Peoplestown Homeowners Get Meetings with Mayor Reed after Holding Sit-In
(APN) ATLANTA — Residents fighting to save their homes in Peoplestown held a sit-in at City of Atlanta Mayor Kasim Reed’s office on November 04, 2015. As a result of their action, they have a series of back-to-back meetings scheduled with Mayor Reed for December 01, 2015.
As Atlanta Progressive News previously has reported, Tanya Washington, and Robert and Bertha Darden are determined not to be forced out of their homes to make way for a water detention pond conceived by the City as a solution to flooding in the area.
They are neighbors of 93-year-old community leader Mattie Jackson, whom the mayor promised would not be removed from her home on the same block, after weeks of protesting and other actions.

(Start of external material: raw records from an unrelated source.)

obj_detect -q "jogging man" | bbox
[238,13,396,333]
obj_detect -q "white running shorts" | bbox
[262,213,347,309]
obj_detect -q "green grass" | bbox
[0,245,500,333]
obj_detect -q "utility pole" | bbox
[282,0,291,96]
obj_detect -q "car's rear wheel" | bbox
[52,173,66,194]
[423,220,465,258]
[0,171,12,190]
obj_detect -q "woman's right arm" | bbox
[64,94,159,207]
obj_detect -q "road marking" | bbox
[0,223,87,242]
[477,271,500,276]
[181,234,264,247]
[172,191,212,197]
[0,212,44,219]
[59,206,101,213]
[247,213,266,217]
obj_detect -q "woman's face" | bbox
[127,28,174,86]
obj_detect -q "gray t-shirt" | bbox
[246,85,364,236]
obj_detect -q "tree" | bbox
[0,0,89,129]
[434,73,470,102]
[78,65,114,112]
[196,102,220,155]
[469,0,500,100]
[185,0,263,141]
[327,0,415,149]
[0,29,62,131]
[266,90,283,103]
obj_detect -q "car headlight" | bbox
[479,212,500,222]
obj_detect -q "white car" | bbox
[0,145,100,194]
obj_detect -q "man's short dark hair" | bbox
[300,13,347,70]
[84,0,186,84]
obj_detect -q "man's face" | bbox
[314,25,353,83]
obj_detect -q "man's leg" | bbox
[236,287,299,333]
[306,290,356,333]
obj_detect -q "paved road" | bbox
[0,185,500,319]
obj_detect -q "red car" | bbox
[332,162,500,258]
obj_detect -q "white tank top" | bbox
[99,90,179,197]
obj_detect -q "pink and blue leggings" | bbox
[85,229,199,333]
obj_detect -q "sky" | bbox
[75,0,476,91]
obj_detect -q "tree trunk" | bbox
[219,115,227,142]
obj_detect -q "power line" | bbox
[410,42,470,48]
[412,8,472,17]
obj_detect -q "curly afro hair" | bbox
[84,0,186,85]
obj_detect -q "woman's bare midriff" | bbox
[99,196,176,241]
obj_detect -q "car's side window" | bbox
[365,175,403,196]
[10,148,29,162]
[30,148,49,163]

Many other neighbors have already accepted settlements and moved out. Some homes have already been demolished.
“We are not holdouts; the City is the holdout, holding out on doing the right thing, the same right thing that the Mayor decided he could do for Ms. Mattie Jackson. Ms. Mattie Jackson deserves to stay in her home and so do the rest of us,” Washington said during a press conference on the steps of City Hall.
Washington says her house has never flooded in 91 years, and that the concession made to Jackson shows that the Watershed Department’s plan for the pond is flexible.

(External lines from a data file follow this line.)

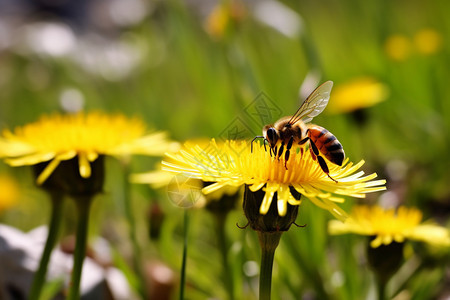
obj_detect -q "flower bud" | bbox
[243,185,301,232]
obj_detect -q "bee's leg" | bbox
[277,141,284,160]
[309,147,317,160]
[284,136,294,170]
[250,135,266,153]
[270,146,278,157]
[317,155,337,183]
[309,139,337,183]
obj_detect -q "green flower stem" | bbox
[67,196,92,300]
[29,192,64,300]
[123,164,147,299]
[179,209,189,300]
[215,214,234,300]
[377,280,387,300]
[258,231,283,300]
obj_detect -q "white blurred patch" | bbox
[17,22,76,57]
[73,35,142,81]
[108,0,148,26]
[254,0,303,38]
[59,88,84,113]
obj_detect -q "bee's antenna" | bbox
[250,135,267,153]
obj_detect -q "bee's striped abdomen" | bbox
[308,125,345,166]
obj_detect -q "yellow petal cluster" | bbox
[0,112,176,184]
[328,205,450,248]
[162,140,385,219]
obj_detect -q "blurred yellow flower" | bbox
[162,139,385,219]
[384,34,412,61]
[328,206,450,248]
[0,174,20,212]
[0,112,177,184]
[414,29,442,55]
[328,77,389,113]
[205,0,246,39]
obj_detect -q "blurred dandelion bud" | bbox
[328,205,450,248]
[205,0,247,40]
[384,34,412,61]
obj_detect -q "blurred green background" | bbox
[0,0,450,299]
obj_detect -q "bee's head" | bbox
[263,125,280,148]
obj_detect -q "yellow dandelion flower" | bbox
[0,112,176,184]
[329,206,450,248]
[328,77,389,113]
[0,174,20,212]
[384,34,412,61]
[414,29,442,55]
[162,140,385,219]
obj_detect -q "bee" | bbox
[252,81,345,182]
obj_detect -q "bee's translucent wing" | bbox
[288,81,333,125]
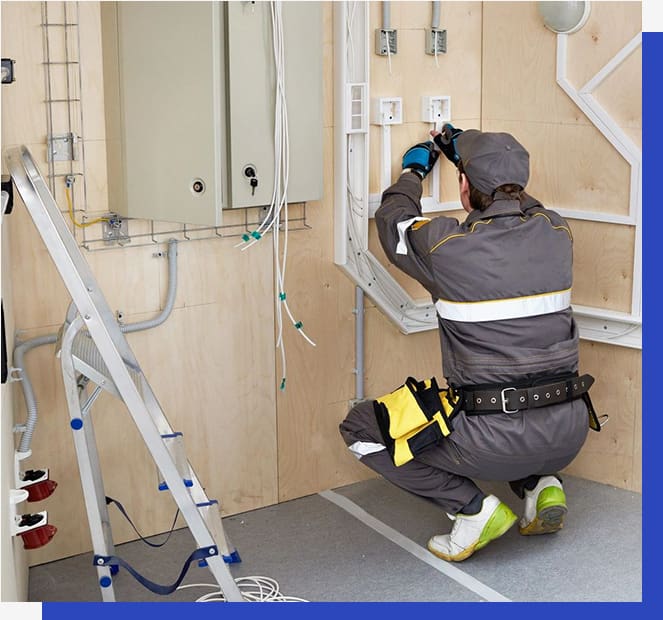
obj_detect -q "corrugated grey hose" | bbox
[14,239,177,452]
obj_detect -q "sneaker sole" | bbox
[518,487,568,536]
[427,504,518,562]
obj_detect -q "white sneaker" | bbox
[428,495,518,562]
[518,476,568,536]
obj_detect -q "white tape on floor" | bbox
[319,491,510,602]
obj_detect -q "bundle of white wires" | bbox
[177,576,309,603]
[236,2,316,390]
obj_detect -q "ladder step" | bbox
[157,432,193,491]
[196,499,242,566]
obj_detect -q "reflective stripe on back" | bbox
[435,289,571,323]
[348,441,387,459]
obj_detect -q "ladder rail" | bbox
[5,145,244,601]
[60,317,115,602]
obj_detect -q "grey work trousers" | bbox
[339,400,587,514]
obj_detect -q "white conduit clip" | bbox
[380,125,391,194]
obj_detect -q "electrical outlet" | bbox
[375,28,398,56]
[345,82,368,133]
[373,97,403,125]
[421,95,451,123]
[426,28,447,56]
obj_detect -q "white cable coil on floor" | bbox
[177,575,310,603]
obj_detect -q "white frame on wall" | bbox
[334,2,642,349]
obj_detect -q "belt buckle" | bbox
[500,388,520,413]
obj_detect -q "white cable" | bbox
[235,1,316,390]
[387,32,391,75]
[177,575,309,603]
[346,135,430,325]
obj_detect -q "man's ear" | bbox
[458,172,470,192]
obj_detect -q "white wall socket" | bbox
[372,97,403,125]
[421,95,451,123]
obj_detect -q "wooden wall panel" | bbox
[569,220,635,313]
[569,1,642,91]
[482,2,642,490]
[369,2,482,195]
[566,342,642,492]
[2,3,278,564]
[2,2,641,563]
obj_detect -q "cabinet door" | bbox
[102,2,226,225]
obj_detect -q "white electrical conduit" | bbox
[12,239,177,453]
[430,0,440,30]
[235,2,316,390]
[430,0,440,68]
[382,0,391,75]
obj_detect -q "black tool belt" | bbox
[455,373,594,415]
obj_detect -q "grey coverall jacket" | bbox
[340,173,588,513]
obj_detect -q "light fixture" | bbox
[538,0,590,34]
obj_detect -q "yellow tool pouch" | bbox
[373,377,462,466]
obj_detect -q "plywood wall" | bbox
[2,2,640,564]
[482,2,642,490]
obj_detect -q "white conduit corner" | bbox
[557,32,642,348]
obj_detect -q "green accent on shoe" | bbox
[536,487,566,514]
[518,487,568,536]
[474,502,518,551]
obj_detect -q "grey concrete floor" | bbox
[29,476,642,602]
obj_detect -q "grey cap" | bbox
[456,129,529,196]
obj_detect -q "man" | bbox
[340,125,600,561]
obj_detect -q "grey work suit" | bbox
[340,173,588,513]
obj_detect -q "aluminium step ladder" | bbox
[5,146,244,602]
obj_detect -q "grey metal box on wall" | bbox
[101,1,322,225]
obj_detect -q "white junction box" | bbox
[372,97,403,125]
[421,95,451,123]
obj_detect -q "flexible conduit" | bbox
[14,239,177,452]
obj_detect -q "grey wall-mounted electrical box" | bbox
[101,1,322,226]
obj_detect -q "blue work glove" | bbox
[433,123,463,166]
[403,140,440,179]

In fact, according to an email Washington received from Atlanta City Council member Carla Smith (District 1), the department considered twenty-three alternative plans, none of which were adopted.
Washington is concerned the process has not been transparent, as those potential plans were never revealed during public meetings.
Washington and the Dardens have not heard from the mayor since he saved Jackson’s home. At that time, the other residents were denied a meeting because they demanded to meet together, not individually.
Washington again requested a meeting on October 26, 2015. She says she followed up with phone calls and drop-ins to the office.
When Washington and the Dardens led thirty supporters to Reed’s office for the sit-in, they again demanded to schedule one meeting for all the residents.
Katrina Taylor-Parks, Reed’s deputy chief of staff, initially told the homeowners that privacy rules disallowed the mayor from meeting with more than one party at a time.
“We are doing our job to make sure your business is not public and not compromised,” she said.
“The privacy interests of which you speak are mine to waive, or Mr. Darden’s to waive,” Washington countered.
Parks-Taylor then claimed that the group didn’t have the solidarity it appeared to.
“People get together in a group and, for lack of a better term, they may be intimidated by the group. One on one they are telling us different things,” she said.
After three hours, they came to an agreement.
On December 01, 2015, the homeowners will have separate meetings back to back. They can confer with each other between the meetings, and if they send an email with a list of everyone they wish to have present in their meeting, their request might be granted.
“We’re not afraid to discuss personal matters as a group. The City does not want that type of meeting because they are not interested in saving the homes,” Mr. Darden told Atlanta Progressive News.
“On December first, we’re not going in there to talk numbers,” he told Washington, meaning that he and his wife are not willing to settle for any amount.
“Divide and conquer strategies only work if we can be convinced to take different positions. But we’re going in with a shared agenda,” Washington said.